A big part of the current reaction to the emergence of the new variant is that everyone is tired of it. Everyone has had enough of the pandemic and just wants to go back to living a normal life. So, we are more sensitive than ever to the prospects of going backwards. The media love it and are pushing those buttons hard. This is probably the biggest risk going forward, pandemic fatigue.

There are going to be new variants. We know that. We also know the drill about how to manage them. Until we have answers on a couple of key questions, I just don’t think it is worth worrying about. From an investment perspective there are two questions I need answered in relation to the new variant and that’s pretty much it.

  1. Is it resistant to the vaccine?

  2. Is it more deadly?

If the answer to these questions is “no” then it’s not a big deal and in a few weeks, everyone will have moved on and the rest is just noise.

If it is resistant to the current vaccines, then we go back to the original drill. It will take time for new vaccines to be developed and then distributed. But this time we know how it works and have the foundations in place to manage the next steps. It might set the recovery back 3-6 months (that’s a guess).
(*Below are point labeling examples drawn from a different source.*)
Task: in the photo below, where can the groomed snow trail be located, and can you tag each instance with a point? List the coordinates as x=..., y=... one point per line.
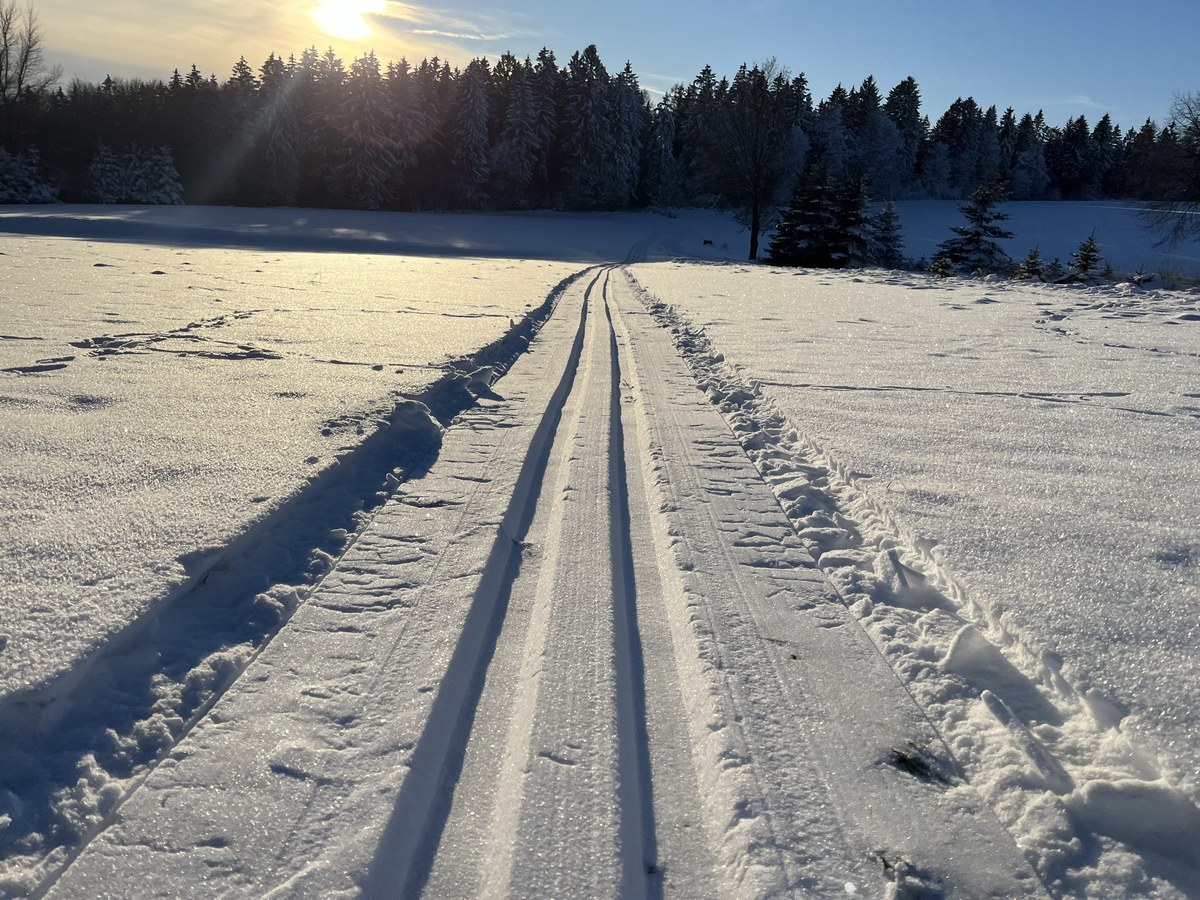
x=585, y=655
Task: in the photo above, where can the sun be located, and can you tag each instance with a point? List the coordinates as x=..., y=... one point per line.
x=345, y=18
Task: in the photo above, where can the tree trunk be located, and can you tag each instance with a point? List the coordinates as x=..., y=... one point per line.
x=755, y=227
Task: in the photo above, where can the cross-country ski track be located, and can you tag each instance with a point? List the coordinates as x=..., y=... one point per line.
x=591, y=652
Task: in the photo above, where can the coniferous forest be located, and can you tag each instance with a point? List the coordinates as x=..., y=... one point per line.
x=532, y=133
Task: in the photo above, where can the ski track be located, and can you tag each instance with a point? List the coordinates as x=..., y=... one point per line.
x=631, y=635
x=1080, y=797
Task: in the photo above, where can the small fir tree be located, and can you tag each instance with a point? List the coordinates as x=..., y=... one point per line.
x=887, y=238
x=1085, y=262
x=802, y=237
x=975, y=247
x=1032, y=268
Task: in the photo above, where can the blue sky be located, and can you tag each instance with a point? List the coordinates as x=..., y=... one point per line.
x=1065, y=57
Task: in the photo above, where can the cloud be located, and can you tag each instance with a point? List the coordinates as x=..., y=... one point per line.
x=1079, y=100
x=456, y=35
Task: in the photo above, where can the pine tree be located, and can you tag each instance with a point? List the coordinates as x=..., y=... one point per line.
x=1032, y=268
x=886, y=238
x=589, y=154
x=666, y=181
x=976, y=246
x=1085, y=262
x=753, y=147
x=369, y=149
x=106, y=177
x=826, y=225
x=161, y=179
x=516, y=154
x=802, y=237
x=630, y=120
x=903, y=107
x=469, y=124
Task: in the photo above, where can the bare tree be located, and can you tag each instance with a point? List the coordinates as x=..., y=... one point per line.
x=753, y=145
x=23, y=70
x=1176, y=175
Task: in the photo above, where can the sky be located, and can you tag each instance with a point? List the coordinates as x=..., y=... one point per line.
x=1067, y=58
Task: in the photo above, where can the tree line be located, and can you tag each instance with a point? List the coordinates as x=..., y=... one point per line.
x=527, y=133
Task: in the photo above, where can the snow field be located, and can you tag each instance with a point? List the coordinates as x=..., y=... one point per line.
x=175, y=485
x=587, y=649
x=469, y=702
x=1077, y=761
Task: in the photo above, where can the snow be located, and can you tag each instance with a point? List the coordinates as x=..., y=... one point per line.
x=1057, y=229
x=319, y=581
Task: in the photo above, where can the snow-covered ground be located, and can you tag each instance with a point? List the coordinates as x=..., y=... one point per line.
x=918, y=552
x=1057, y=229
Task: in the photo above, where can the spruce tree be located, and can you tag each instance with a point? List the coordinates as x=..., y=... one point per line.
x=1085, y=262
x=469, y=133
x=976, y=246
x=367, y=150
x=1032, y=268
x=886, y=238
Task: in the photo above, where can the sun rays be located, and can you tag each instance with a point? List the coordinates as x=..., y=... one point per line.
x=347, y=18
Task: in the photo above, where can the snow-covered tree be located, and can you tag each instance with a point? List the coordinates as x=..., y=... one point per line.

I hope to add to our positions in December if markets fall further and if the new variant is vaccine resistant, I expect to buy again in January if the market overreacts.

There are going to be new variants. There will be more of them next year too. At this stage we should know the drill well enough that we can wait and see if it’s a problem. Then make rational decisions to deal with the actual situation. Life will go on. We need to stop jumping at shadows.


This information is of a general nature only and may not be relevant to your particular circumstances. The circumstances of each investor are different, and you should seek advice from an investment adviser who can consider if the strategies and products are right for you. Historical performance is often not a reliable indicator of future performance. You should not rely solely on historical performance to make investment decisions.